Cambridge 17 IELTS Academic Reading Test 3
READING PASSAGE 1
You should spend about 20 minutes on Questions 1-13 which are based on Reading Passage 1 below.
The extinct thylacine, also known as the Tasmanian tiger, was a marsupial* that bore a superficial resemblance to a dog. Its most distinguishing feature was the 13-19 dark brown stripes over its back, beginning at the rear of the body and extending onto the tail. The thylacine’s average nose-to-tail length for adult males was 162.6 cm, compared to 153.7 cm for females.

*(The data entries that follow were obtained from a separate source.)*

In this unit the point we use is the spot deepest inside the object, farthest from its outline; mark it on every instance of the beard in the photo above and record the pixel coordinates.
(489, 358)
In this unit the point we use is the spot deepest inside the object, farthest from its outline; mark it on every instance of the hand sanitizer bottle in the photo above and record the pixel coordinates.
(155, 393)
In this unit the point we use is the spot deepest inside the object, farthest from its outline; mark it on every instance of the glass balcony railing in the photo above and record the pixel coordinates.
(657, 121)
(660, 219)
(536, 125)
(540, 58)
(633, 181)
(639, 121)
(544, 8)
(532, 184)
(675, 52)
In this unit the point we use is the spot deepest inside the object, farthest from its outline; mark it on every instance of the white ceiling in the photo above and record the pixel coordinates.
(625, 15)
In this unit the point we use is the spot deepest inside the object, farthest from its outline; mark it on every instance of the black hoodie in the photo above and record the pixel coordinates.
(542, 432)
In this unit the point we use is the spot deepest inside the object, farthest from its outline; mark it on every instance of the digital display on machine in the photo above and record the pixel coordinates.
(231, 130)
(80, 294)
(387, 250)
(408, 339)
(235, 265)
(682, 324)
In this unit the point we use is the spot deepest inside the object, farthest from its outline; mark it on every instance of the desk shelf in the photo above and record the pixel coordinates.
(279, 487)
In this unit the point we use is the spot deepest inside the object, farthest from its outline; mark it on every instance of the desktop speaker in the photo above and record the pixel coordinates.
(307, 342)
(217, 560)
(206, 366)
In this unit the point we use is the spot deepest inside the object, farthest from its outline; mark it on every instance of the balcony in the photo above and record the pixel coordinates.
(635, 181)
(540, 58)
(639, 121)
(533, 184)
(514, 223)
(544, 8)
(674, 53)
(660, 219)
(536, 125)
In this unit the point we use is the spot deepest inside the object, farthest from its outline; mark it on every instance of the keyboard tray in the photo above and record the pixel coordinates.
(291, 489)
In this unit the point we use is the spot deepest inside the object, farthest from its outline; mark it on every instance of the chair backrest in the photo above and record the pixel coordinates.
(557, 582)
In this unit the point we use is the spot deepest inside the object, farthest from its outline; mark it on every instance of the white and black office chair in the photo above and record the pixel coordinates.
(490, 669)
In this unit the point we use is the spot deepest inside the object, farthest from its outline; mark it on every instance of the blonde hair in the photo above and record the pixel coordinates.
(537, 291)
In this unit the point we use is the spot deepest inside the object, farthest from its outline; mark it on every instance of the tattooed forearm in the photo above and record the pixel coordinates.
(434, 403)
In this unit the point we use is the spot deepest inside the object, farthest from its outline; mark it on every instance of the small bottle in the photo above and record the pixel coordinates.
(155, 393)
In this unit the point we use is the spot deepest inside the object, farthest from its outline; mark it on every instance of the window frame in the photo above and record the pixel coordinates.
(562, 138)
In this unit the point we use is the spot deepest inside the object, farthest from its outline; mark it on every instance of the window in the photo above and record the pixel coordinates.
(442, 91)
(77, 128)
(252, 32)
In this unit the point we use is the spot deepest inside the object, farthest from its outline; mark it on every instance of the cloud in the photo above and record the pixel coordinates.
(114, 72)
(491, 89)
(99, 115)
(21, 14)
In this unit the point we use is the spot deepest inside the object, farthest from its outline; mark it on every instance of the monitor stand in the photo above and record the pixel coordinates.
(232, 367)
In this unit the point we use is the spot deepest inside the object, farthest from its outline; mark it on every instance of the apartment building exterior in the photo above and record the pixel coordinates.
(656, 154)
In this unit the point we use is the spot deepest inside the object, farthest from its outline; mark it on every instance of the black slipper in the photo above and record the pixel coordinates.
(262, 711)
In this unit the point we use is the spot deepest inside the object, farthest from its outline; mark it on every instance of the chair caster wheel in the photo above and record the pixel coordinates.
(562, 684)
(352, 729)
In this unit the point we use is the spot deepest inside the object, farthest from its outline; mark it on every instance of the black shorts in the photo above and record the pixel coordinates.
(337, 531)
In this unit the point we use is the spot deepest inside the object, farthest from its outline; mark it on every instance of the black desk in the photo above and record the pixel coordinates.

The thylacine appeared to occupy most types of terrain except dense rainforest, with open eucalyptus forest thought to be its prime habitat. In terms of feeding, it was exclusively carnivorous, and its stomach was muscular with an ability to distend so that it could eat large amounts of food at one time, probably an adaptation to compensate for long periods when hunting was unsuccessful and food scarce. The thylacine was not a fast runner and probably caught its prey by exhausting it during a long pursuit. During long-distance chases, thylacines were likely to have relied more on scent than any other sense. They emerged to hunt during the evening, night and early morning and tended to retreat to the hills and forest for shelter during the day. Despite the common name ‘tiger’, the thylacine had a shy, nervous temperament. Although mainly nocturnal, it was sighted moving during the day and some individuals were even recorded basking in the sun.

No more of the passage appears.